Don’t blame your toddler
It’s important to remember that hitting is how toddlers deal with their feelings, so you can’t blame your toddler for doing something they’re not aware of doing.
Don’t hit back in response
Hitting your toddler in response to them hitting other kids either to show them how it feels, or to punish them, only confuses them.
I’ve definitely been guilty of this and then realising that I was expressing my emotions in the way that I didn’t want Ryan to.
Watch your toddler in social situations
This is something I do all the time. Whenever we’re out at a toddler friendly location, no mater how many kids are around, I become a helicopter parent and watch Ryan constantly, but from a distance so he still learns how to play with others.
As soon as I think he’s about to hit another child, or as soon as he does, I go over to him to make sure the other child is okay and apologise to the child’s parent.
Acting as soon as the hitting has happened makes me feel like the other parent is more accepting of my apology, because they can see that I’m acting on it straight away.
Show empathy instead of anger
This is something that I need to do as the next step to watching Ryan in social situations.
As well as apologising to the other parent, I will make Ryan face the child and I will apologise to the child on Ryan’s behalf (until he can do so himself).

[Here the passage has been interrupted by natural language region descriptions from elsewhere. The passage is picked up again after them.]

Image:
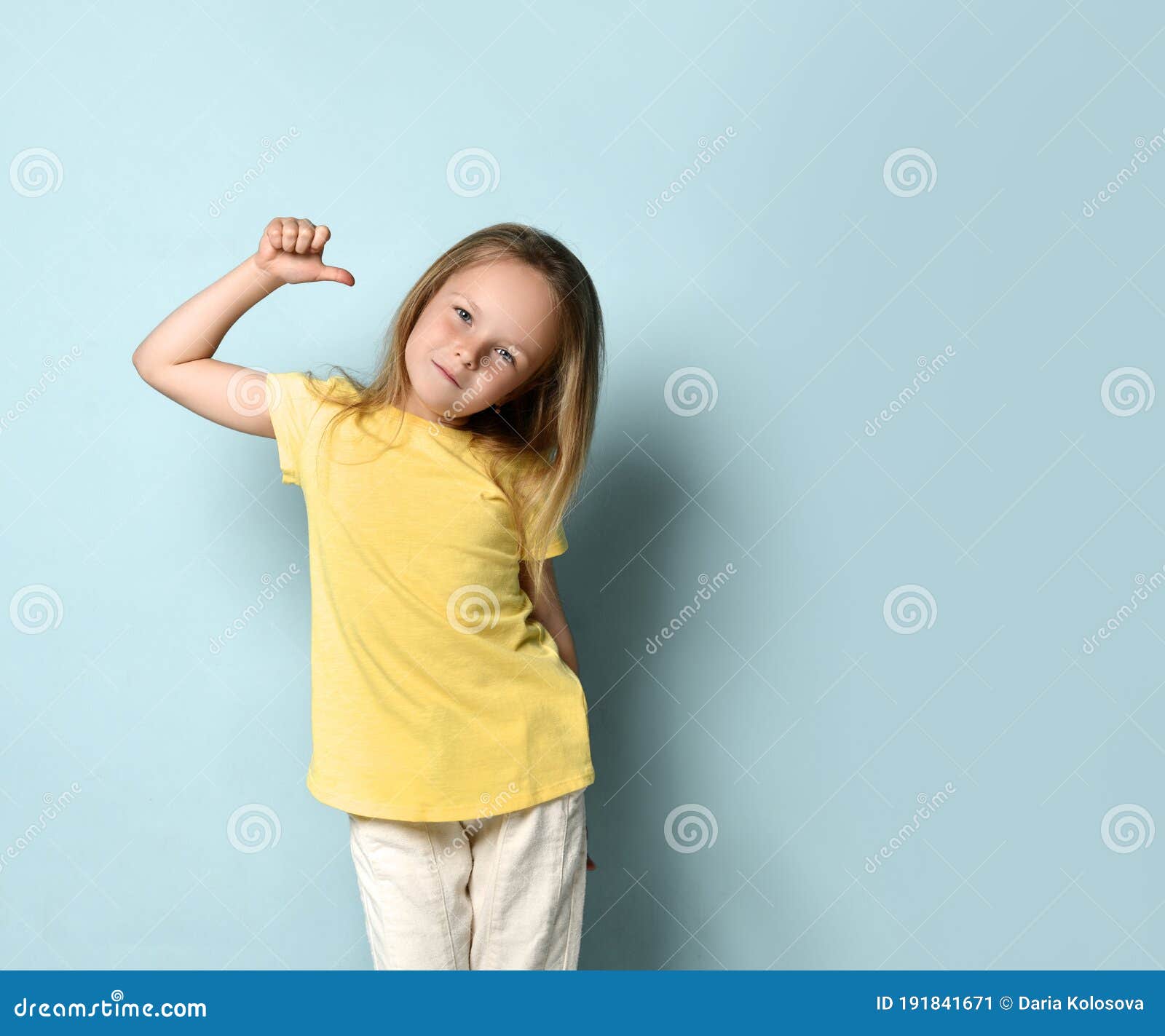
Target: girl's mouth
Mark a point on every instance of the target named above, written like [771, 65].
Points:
[443, 371]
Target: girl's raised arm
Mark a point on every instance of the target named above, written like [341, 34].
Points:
[176, 357]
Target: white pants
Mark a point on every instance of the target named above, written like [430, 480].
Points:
[493, 893]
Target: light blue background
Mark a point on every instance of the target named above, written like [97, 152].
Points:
[804, 287]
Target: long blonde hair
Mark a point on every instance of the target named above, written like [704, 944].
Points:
[535, 446]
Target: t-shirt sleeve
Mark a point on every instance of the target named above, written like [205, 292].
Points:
[291, 405]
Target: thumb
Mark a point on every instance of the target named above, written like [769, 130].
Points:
[336, 273]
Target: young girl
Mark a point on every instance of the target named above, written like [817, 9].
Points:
[448, 718]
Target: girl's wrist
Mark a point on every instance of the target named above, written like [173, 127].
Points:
[264, 277]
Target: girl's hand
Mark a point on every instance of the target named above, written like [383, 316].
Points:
[291, 250]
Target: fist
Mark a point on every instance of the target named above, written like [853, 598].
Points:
[293, 250]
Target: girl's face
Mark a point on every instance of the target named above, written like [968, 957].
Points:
[481, 338]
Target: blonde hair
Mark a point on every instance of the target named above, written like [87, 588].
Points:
[536, 444]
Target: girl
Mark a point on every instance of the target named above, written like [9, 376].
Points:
[448, 717]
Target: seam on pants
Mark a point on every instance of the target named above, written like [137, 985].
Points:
[493, 888]
[444, 902]
[365, 901]
[562, 872]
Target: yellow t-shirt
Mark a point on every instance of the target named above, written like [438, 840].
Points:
[435, 696]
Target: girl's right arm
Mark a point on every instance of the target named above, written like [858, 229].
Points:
[176, 357]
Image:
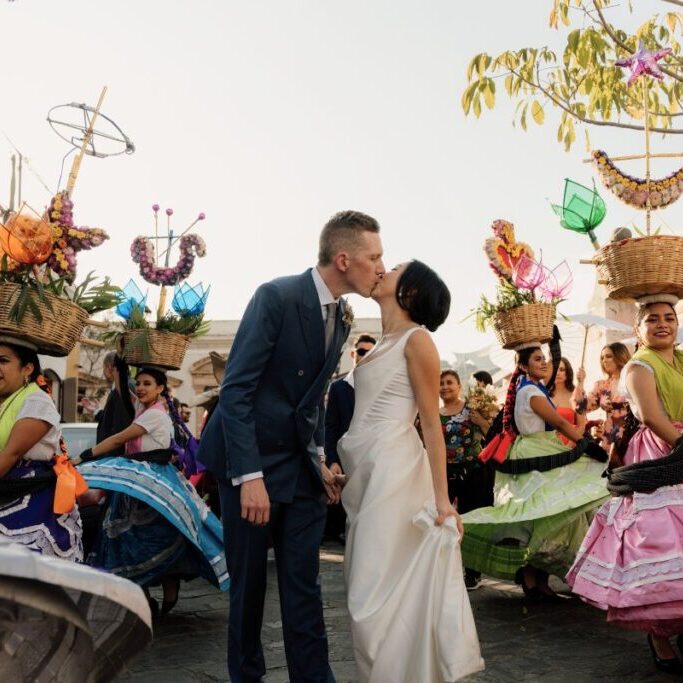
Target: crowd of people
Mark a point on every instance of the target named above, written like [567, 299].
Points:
[428, 490]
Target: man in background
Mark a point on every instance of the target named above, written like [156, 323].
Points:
[338, 414]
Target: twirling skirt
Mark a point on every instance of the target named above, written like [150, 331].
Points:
[30, 520]
[631, 561]
[539, 518]
[155, 524]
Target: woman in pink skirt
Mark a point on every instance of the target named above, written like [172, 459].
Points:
[631, 561]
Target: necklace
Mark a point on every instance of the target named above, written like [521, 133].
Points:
[397, 332]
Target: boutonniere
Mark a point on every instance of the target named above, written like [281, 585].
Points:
[347, 316]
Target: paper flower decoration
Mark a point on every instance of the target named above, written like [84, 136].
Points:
[528, 274]
[68, 240]
[634, 191]
[189, 300]
[644, 63]
[142, 251]
[582, 209]
[26, 239]
[503, 250]
[131, 298]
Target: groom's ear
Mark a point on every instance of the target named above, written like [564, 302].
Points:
[341, 261]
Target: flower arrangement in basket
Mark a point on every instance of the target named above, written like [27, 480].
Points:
[527, 292]
[39, 300]
[164, 343]
[650, 264]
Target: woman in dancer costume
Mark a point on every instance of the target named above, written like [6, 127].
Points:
[631, 561]
[156, 529]
[544, 492]
[38, 484]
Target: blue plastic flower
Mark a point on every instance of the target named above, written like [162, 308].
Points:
[188, 300]
[131, 298]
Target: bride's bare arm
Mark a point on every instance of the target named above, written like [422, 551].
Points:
[424, 370]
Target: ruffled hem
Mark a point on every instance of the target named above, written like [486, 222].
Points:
[632, 556]
[537, 495]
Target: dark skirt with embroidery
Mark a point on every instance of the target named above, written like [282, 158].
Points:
[29, 519]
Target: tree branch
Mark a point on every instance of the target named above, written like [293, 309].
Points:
[615, 38]
[584, 119]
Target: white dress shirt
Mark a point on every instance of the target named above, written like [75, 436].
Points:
[325, 297]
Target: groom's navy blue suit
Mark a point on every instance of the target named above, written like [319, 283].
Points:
[270, 419]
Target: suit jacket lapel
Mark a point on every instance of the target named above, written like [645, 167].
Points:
[310, 316]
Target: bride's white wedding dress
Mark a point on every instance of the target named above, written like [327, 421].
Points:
[411, 619]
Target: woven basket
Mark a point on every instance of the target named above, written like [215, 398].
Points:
[59, 330]
[635, 267]
[531, 322]
[150, 347]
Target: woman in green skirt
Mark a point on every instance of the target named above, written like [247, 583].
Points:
[545, 491]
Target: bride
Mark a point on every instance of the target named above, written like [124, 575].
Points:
[410, 615]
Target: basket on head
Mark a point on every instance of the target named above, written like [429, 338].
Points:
[638, 266]
[164, 350]
[530, 322]
[61, 325]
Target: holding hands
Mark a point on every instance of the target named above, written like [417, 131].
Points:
[255, 502]
[332, 486]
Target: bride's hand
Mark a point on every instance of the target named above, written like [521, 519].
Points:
[444, 509]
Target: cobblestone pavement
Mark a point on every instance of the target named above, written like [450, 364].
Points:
[568, 643]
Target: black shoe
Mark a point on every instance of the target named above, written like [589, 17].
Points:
[530, 592]
[472, 579]
[168, 605]
[670, 666]
[153, 607]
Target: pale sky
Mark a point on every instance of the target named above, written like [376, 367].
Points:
[269, 116]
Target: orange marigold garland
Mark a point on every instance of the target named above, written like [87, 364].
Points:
[633, 191]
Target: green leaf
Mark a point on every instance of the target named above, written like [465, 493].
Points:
[489, 94]
[537, 112]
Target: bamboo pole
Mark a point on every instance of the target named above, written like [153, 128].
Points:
[92, 342]
[585, 343]
[98, 323]
[76, 166]
[646, 101]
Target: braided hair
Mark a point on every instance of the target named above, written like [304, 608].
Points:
[522, 358]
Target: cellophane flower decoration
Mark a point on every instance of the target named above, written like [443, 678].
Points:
[544, 284]
[132, 299]
[557, 283]
[188, 300]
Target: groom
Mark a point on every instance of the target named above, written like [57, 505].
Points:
[264, 443]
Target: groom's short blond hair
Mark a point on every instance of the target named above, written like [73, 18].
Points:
[343, 233]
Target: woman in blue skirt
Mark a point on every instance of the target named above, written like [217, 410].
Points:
[156, 529]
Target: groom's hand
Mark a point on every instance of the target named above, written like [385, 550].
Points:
[332, 488]
[255, 502]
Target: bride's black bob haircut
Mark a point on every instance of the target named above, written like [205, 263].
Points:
[424, 295]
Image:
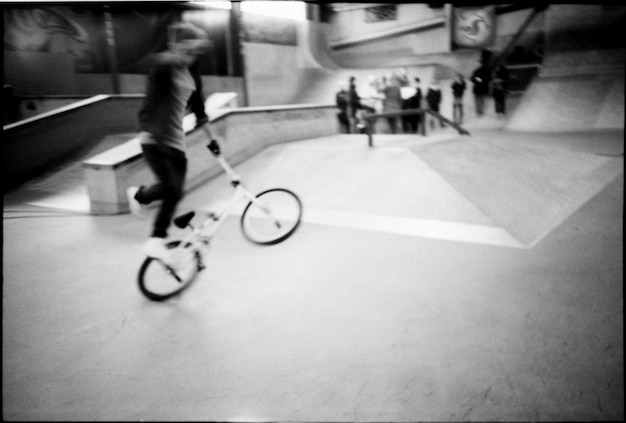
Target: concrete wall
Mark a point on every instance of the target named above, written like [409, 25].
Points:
[33, 145]
[242, 133]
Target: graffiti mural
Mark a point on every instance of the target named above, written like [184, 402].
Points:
[76, 31]
[474, 27]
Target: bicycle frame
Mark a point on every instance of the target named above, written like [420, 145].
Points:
[209, 226]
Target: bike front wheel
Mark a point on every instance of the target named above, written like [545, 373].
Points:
[272, 216]
[159, 281]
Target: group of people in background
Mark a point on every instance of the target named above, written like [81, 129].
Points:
[396, 92]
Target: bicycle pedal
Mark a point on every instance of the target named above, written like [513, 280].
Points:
[184, 220]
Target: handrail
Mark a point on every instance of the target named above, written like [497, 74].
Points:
[371, 118]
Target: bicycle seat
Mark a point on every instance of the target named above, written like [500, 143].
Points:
[214, 147]
[183, 220]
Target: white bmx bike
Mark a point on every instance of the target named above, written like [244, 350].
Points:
[269, 217]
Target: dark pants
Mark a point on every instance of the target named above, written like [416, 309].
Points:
[499, 100]
[170, 168]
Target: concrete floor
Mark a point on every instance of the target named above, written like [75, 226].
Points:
[433, 279]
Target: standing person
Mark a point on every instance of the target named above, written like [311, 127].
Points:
[170, 86]
[371, 98]
[354, 105]
[481, 79]
[498, 89]
[414, 101]
[392, 101]
[433, 99]
[341, 100]
[458, 89]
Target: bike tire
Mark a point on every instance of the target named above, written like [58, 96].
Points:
[260, 228]
[159, 282]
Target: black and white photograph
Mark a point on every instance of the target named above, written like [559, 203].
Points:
[306, 211]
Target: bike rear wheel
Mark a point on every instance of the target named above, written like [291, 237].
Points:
[159, 282]
[272, 217]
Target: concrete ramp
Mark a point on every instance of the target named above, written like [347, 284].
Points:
[571, 103]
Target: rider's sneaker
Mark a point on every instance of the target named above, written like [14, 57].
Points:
[136, 208]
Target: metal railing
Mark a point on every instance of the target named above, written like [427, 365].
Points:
[371, 118]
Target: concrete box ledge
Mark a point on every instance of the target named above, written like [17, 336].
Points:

For example, I’ll say “We’re sorry Ryan hit you. He felt bad about (insert reason for hitting), we hope you feel much better now.”
Then I’ll face Ryan and tell him that hitting hurts and that the child he hit was hurt when he hit them. I’ll also tell him that I understand his feelings, but it’s not okay to hit someone because they’ve taken a toy off him, or whatever the excuse for the hitting was.
Ryan won’t fully understand my words, but eventually he’ll come to understand that hitting isn’t a way to express his feelings and that his actions can hurt others.
What tips will you try when dealing with your toddlers hitting?